Drawing by George J. Haas 
(Image source: Ann Fienup Riordan)


   Half faced images were also produced throughout South America. Half faced portraits such as the one seen on a painted Chavin textile (Figure 3) is a prevalent motif found in the artworks of the Peruvian Indians. Notice the partial nose and grinning mouth with large saber tooth fangs.




Figure 3
Chavin Half Face (Peru)
(Detail of textile fragment)
 
Drawing by George J. Haas
(Image source: The Ancient Americans Art from Sacred Landscapes, by Richard F. Townsend)


   Besides masks and textiles examples of half faced portraits were also executed in the form of gigantic earthworks. Just to the north of the city of Lima, in the Supe Valley of Peru are the expansive ruins of Caral.
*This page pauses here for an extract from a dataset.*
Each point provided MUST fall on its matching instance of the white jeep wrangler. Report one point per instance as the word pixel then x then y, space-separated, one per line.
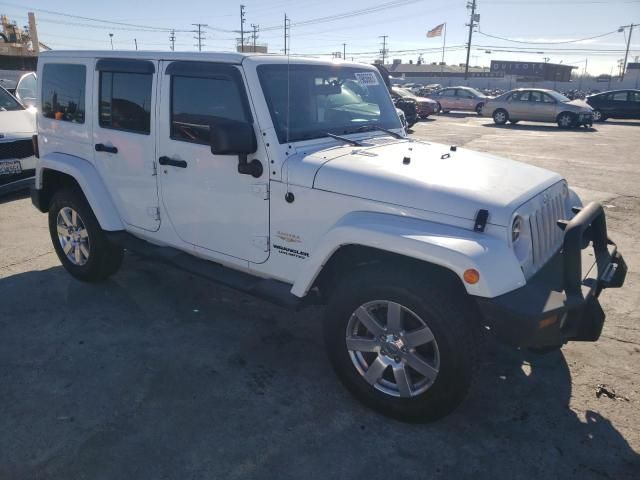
pixel 292 179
Just beyond this ancient complex of mounds and partially buried pyramids is an immense half-faced geoglyph formed into the surface of this once sacred ground (Figure 4).


 
 
Figure 4
Half Faced Geoglyph (Caral)
Drawing by George J. Haas
(Image source: Smithsonian Magazine, August 2002)

   Notice the D-shaped head with its large gaping mouth and raked hair. It should be noted that this partial face is not carved in profile but is intentionally designed in a “cut in half” manner and like the two-faced geoglyphs found on Mars, the Caral halved face is also meant to be seen from high above the ground.


Footnote

1.  Michael D. Coe and David Grove, The Olmec & Their Neighbors; Essays in Memory of Matthew W. Stirling, (Washington, D. C. Dumbarton Oaks, 1981), 318.